Um Irã nuclear é completamente contrário aos interesses da segurança de Israel. Mas também é contrário aos interesses da segurança nacional dos EUA. Na verdade, todo o mundo tem interesse em impedir que o Irã chegue a uma arma nuclear. Um Irã armado com arma nuclear poria abaixo todo o regime de não proliferação que tanto nos custou construir. Há riscos de que uma arma nuclear iraniana caia em mãos de alguma organização terrorista. É quase certo que outros, na região, sentir-se-ão obrigados a ter sua própria arma nuclear, o que dispararia uma corrida armamentista numa das regiões mais voláteis do mundo. [4]

E em todo aquele longo discurso, nem uma vez houve qualquer menção às bombas atômicas israelenses, nem à persistente recusa, por Israel, a assinar o Tratado de Não Proliferação Nuclear (do qual o Irã é signatário).
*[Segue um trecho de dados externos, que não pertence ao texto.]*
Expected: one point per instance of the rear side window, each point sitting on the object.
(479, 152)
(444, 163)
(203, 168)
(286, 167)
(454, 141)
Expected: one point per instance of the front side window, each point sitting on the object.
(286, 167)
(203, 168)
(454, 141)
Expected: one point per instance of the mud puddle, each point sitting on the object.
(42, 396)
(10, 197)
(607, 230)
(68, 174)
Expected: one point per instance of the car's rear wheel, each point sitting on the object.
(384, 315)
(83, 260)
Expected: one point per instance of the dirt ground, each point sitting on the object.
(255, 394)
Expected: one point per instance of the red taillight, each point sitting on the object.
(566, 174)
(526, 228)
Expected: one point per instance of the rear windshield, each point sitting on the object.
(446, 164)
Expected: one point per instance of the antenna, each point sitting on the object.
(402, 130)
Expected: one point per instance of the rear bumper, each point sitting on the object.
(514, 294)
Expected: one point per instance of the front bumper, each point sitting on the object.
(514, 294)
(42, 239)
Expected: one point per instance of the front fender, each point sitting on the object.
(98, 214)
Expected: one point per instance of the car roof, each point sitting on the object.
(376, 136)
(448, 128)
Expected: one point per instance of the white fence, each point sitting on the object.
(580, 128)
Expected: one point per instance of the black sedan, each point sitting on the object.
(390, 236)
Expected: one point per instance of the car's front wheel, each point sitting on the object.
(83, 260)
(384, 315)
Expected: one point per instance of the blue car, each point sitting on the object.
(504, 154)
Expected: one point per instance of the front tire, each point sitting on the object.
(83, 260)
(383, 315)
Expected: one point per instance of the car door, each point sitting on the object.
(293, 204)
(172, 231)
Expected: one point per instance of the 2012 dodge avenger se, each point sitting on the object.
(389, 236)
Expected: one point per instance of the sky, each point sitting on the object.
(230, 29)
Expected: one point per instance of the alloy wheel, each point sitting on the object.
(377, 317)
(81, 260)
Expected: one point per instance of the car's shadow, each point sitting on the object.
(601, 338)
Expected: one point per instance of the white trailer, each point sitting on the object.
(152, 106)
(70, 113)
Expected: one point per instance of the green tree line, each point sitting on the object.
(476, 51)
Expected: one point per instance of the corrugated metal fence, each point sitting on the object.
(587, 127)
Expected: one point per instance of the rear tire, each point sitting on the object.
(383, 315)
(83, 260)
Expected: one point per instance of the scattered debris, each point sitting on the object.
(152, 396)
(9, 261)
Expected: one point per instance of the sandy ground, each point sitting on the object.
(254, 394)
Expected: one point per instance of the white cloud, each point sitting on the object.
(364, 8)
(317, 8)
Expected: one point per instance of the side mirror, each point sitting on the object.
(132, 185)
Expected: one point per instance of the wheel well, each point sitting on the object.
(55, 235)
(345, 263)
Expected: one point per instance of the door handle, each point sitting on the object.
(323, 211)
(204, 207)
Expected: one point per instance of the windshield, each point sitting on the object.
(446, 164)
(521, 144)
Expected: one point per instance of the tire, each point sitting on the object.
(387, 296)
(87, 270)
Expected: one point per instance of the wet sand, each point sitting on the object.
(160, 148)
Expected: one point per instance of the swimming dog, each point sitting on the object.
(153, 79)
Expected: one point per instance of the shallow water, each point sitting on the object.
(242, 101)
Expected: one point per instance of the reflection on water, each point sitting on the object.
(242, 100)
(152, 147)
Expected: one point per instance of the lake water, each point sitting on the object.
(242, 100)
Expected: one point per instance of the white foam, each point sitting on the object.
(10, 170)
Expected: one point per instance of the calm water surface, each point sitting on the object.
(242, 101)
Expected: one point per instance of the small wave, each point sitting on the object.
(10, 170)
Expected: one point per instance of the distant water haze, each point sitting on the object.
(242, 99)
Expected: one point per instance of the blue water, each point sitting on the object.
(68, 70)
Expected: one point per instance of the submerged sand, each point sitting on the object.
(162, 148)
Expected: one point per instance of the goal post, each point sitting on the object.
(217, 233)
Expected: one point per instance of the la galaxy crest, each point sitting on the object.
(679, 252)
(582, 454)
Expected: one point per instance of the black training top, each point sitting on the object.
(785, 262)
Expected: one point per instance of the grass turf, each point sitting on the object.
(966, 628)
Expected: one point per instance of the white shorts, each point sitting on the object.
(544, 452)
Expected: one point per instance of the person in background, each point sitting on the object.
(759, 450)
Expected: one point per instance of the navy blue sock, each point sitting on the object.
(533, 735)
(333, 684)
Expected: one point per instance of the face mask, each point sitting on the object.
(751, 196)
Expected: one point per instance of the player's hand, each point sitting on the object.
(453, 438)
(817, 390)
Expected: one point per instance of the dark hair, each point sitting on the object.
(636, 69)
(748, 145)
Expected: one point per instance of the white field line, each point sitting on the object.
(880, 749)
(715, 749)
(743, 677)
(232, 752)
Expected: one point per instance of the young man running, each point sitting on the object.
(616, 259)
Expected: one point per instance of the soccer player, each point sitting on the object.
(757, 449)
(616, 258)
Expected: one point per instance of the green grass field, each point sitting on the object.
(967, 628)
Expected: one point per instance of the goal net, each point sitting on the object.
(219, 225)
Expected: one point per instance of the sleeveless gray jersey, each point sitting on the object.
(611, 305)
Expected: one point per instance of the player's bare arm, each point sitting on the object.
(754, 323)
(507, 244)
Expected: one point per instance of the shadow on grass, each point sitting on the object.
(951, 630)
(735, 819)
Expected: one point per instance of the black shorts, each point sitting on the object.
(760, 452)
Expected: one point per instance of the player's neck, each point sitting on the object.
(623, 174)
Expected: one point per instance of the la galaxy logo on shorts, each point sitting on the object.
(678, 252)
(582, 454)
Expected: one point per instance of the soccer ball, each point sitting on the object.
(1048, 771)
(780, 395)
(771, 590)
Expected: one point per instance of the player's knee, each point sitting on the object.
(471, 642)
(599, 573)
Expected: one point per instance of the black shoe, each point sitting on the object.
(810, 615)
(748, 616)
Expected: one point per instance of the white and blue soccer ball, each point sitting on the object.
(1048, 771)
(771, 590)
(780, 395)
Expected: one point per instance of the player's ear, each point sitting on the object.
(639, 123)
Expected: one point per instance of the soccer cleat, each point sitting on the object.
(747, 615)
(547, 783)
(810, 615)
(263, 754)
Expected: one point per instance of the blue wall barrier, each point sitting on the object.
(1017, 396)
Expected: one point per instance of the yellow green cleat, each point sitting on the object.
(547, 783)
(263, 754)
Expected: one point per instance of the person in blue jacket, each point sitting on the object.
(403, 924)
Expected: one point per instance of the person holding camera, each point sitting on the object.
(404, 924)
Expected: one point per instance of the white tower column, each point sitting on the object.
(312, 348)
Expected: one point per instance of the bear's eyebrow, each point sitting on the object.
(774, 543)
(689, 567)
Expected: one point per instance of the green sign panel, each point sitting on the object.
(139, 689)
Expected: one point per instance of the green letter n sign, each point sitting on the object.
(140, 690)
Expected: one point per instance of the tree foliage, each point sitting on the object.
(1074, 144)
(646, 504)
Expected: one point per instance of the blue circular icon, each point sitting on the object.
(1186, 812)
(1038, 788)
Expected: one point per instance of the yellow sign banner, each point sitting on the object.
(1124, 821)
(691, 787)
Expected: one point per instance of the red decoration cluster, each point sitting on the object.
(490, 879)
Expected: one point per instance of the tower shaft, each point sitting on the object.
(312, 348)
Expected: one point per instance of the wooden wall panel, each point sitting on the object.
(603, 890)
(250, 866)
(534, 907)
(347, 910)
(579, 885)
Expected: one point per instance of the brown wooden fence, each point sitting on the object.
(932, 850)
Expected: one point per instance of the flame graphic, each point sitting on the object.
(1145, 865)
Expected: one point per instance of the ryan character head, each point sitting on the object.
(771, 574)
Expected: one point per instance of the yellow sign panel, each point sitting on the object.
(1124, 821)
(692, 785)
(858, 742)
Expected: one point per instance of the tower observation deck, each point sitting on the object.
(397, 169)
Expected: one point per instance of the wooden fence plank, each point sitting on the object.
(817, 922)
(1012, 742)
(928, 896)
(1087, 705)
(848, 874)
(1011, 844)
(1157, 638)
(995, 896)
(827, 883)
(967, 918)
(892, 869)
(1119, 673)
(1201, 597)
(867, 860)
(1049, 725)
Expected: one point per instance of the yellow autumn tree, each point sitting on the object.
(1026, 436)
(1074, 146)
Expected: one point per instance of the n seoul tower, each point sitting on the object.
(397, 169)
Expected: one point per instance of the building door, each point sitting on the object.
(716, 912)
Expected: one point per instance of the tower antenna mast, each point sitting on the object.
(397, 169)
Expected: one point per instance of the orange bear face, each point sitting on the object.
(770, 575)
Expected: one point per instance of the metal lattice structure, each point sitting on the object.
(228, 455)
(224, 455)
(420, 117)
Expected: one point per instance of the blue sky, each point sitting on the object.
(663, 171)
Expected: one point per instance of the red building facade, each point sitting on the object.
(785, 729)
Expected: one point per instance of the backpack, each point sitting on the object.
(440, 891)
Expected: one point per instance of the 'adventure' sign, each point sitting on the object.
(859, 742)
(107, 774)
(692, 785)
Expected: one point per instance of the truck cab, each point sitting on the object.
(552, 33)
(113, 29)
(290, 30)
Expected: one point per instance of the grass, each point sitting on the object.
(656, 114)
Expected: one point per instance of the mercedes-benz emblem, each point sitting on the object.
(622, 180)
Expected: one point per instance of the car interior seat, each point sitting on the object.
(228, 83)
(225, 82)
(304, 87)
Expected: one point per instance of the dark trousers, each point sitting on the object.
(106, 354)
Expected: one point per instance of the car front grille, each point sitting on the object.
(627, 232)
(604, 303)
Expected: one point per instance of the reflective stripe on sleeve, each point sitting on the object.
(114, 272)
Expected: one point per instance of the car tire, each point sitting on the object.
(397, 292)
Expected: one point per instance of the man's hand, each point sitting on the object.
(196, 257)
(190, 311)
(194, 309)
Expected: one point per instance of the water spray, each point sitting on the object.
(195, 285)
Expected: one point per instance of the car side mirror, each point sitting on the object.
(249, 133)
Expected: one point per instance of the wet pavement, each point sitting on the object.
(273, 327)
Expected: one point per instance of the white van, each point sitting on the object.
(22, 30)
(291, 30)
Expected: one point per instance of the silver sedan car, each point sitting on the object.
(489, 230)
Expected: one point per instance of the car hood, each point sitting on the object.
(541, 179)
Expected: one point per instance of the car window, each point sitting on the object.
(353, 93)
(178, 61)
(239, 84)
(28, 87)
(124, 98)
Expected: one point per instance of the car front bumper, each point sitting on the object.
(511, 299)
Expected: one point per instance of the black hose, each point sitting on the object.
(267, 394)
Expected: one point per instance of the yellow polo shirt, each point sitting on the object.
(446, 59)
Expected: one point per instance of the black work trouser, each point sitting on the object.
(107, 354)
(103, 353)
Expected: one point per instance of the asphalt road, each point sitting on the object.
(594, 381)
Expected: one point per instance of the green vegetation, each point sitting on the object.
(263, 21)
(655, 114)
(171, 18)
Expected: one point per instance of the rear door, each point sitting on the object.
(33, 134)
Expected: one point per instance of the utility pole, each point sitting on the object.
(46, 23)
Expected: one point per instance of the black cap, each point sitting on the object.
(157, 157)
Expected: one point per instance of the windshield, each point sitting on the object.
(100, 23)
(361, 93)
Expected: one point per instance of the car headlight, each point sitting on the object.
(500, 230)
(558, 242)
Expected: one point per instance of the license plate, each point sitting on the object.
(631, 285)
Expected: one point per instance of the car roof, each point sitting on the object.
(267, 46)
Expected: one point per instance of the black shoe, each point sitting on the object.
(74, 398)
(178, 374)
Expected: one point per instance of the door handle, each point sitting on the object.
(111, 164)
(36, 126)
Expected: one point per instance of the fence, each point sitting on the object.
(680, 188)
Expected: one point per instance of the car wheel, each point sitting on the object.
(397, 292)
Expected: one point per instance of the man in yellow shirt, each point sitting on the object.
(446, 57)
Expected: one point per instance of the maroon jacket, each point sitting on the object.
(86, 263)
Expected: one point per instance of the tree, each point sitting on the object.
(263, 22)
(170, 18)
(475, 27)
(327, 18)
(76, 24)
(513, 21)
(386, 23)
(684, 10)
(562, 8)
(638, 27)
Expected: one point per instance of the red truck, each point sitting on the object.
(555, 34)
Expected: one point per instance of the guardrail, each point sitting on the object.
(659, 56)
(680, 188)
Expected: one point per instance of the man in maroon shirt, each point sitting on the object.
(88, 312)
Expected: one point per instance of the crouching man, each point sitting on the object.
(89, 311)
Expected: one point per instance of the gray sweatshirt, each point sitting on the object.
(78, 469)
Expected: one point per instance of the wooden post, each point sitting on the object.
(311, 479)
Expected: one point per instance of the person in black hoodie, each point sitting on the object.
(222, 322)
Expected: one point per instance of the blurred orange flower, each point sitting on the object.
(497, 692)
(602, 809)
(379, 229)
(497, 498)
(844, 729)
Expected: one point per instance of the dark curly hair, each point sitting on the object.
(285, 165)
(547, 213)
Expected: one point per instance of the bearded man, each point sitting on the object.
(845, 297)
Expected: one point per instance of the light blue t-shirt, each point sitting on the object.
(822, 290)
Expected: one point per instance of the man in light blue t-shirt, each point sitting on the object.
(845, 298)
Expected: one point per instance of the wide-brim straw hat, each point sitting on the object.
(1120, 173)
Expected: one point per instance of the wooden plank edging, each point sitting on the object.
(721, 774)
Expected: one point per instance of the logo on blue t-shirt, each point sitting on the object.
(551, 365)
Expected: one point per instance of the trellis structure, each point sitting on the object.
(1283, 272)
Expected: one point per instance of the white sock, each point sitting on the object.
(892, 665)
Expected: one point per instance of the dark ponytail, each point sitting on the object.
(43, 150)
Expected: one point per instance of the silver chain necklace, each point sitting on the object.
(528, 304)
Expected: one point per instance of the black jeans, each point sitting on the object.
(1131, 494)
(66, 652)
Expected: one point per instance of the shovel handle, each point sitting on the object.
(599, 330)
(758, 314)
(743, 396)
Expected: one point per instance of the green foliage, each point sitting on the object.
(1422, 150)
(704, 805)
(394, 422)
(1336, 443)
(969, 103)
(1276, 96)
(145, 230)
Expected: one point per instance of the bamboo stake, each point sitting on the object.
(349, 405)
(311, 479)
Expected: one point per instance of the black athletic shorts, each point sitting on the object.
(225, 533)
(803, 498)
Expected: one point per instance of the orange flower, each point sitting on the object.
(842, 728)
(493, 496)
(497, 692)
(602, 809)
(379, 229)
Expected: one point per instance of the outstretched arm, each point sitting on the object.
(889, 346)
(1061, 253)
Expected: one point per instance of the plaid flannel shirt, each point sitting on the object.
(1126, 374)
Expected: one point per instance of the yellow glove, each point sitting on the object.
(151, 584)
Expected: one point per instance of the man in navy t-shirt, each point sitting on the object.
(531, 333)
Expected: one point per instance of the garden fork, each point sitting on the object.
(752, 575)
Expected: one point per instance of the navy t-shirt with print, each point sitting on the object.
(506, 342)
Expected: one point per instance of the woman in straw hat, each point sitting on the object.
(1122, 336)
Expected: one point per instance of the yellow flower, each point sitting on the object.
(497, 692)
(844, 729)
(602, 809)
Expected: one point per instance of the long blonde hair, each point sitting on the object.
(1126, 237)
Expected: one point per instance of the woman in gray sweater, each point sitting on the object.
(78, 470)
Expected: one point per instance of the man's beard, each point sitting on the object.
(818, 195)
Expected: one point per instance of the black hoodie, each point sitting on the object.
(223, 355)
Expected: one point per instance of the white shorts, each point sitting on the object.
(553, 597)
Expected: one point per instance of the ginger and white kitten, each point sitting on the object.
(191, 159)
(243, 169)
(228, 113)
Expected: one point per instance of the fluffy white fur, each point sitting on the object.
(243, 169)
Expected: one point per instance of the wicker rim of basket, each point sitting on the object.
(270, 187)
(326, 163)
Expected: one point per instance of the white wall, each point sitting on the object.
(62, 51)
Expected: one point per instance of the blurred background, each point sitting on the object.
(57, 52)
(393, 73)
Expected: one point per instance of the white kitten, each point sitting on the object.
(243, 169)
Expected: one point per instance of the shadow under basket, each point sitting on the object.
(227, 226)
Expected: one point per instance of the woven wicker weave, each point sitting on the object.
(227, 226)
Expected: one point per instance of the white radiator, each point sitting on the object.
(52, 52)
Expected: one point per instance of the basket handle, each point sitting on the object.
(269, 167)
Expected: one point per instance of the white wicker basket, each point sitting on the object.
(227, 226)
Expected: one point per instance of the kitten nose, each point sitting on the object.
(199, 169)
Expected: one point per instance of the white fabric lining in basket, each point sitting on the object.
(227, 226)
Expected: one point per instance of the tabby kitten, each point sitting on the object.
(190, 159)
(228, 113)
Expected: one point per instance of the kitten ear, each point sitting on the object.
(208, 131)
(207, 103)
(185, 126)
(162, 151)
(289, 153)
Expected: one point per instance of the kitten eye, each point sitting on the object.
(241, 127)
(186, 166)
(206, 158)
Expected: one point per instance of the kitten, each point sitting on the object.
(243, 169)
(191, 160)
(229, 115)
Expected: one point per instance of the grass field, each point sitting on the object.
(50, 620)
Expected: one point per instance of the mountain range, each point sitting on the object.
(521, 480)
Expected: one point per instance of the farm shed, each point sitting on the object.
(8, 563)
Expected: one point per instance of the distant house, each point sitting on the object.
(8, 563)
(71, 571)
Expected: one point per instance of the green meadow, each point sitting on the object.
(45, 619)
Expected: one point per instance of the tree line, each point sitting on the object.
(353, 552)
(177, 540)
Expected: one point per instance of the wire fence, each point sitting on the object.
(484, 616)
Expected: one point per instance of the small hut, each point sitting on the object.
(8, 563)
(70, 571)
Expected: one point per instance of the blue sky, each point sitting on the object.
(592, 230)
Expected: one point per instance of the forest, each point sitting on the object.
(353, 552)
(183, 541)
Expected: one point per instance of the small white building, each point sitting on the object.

Algum presidente dos EUA algum dia reconheceu publicamente a existência das bombas atômicas de Israel? 

Em seu livro mais recente, “The Worse Kept Secret: Israel’s Bargain with the Bomb” [O segredo mais mal guardado: a barganha de Israel com a bomba], [5] Avner Cohen refere-se a um encontro, em setembro de 1969, entre o presidente Richard Nixon e Golda Meir sobre as bombas atômicas clandestinas de Israel.

Nenhum registro escrito ou testemunho oral sobre o que se disse naquele encontro sobreviveu, que se conheça; e o que os líderes disseram naquela reunião permanece cercado do mais denso mistério. Em retrospectiva, pode-se dizer que naquele encontro foi instituído o amimut como posição estratégica apoiada mútua e simultaneamente por Israel e EUA. O encontro Nixon-Meir marca o local e dada do nascimento da barganha.

Num momento em que o lobby nos EUA, com a cooperação dos candidatos Republicanos, pressiona o governo norte-americano para que apoie a linha dura de Netanyahu contra o Irã, talvez seja hora de reavaliar aquela barganha. Nem é preciso mudar muito. O regime de Teerã é profundamente antipático, e muitos de nossos outros aliados, incluídos a Grã-Bretanha, França e Arábia Saudita, também estão decididos a impedir que se una ao clube atômico. Mas reconhecer publicamente o que todos sabem sobre Israel – que, sim, é uma das potências nucleares do planeta – teria a grande vantagem de salvar os EUA, tirando-o da posição vulnerável em que está, repetidamente acusado de servir-se de dois pesos e duas medidas, no relacionamento com o Irã.




Notas dos tradutores
[2] 24/2/2012, New York Times, em: “U.S. Agencies See No Move by Iran to Build a Bomb”.
[3] Set. 2012, The Atlantic, em: “The Point of No Return”.
[4] Ver “‘Bibi’ continua a sacudir o cachorro americano?”, Pepe Escobar, 5/3/2012, Asia Times Online, traduzido. 
[5] Amazon: “The Worst-Kept Secret: Israel's Bargain with the Bomb”.